Once seen as a distant objective, economic growth and political will are now bringing universal health coverage within reach for the developing world. But great financial and social challenges still remain to be addressed before the vision becomes reality, EURACTIV France reports.
Developing countries in the Middle East, Asia and Africa are quickly catching up with European healthcare standards, although it will take nearly half a century before all can provide comparable treatments.
In just a few years Rwanda, Thailand, Ghana and Turkey have led the way and established national programmes, ensuring access to extended healthcare coverage – while minimising costs – so protecting the most vulnerable among their populations from falling into extreme poverty.
According to a report by the African Development Bank Group, a majority of African countries will be in a position to ensure at least minimal health coverage for their populations, if not full coverage, by 2060.
For now, healthcare insurance is usually limited to certain areas or privileged classes, while millions of people are prevented from seeking treatments by poverty and onerous healthcare costs.
Insurance systems exist but are often restricted to specific groups like government officials, which makes it harder to organise the system on a national level, says Emmanuelle Cathelineau of the French Agency for Development (AFD).
Another serious obstacle along the way to universal healthcare is the informal economy, which makes the establishment of an effective contribution-based healthcare system very difficult.

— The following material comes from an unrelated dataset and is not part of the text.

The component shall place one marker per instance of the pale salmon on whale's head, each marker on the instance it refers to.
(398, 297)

Governments often have to resort to using tax monies to subsidise insurance for the poorest sections of the population. But in some countries like Kenya or South Africa, the private sector has taken over.
One of the biggest challenges for these countries is adapting to new health demands on these markets, where an aging population, urbanisation and new lifestyles have significantly affected healthcare requirements.
Besides treatments for HIV, tuberculosis and malaria, one increasing aim is ensuring the provision of care for “non-transmissible” diseases such as diabetes, hypertension, cancer or respiratory problems. According to the African Development Bank, these illnesses will represent 46% of the causes of death in the next ten years.
Progress will depend on governments and the budgets they decide to invest, however, as taxes cannot yet finance healthcare systems.
In Rwanda, such taxes are set at €2.40 per person per year. But, according to World Health Organization (WHO) experts, a minimum amount of €44 per person per capita will be required to ensure treatment during the main epidemics as well as prevention against “non-transmissible” diseases.
Expenditure was less than this amount in 29 countries in 2009 – mainly in Africa and Asia – according to the WHO.
National financial resources are at the heart of future healthcare systems, but development aid remains important especially at the start. In Africa, aid still represented on average between 20 and 40% of healthcare expenses in 2010, according to the WHO. And the shares climbed to 47% in Rwanda and 64% in Malawi.
But light may now be visible at the end of the tunnel. A UN resolution adopted in December 2012 aims to include health coverage in the post-2015 development agenda. The World Bank and the WHO are also working on a new framework programme following the progress of moves towards universal health coverage that will be presented at the UN general Assembly in September 2013.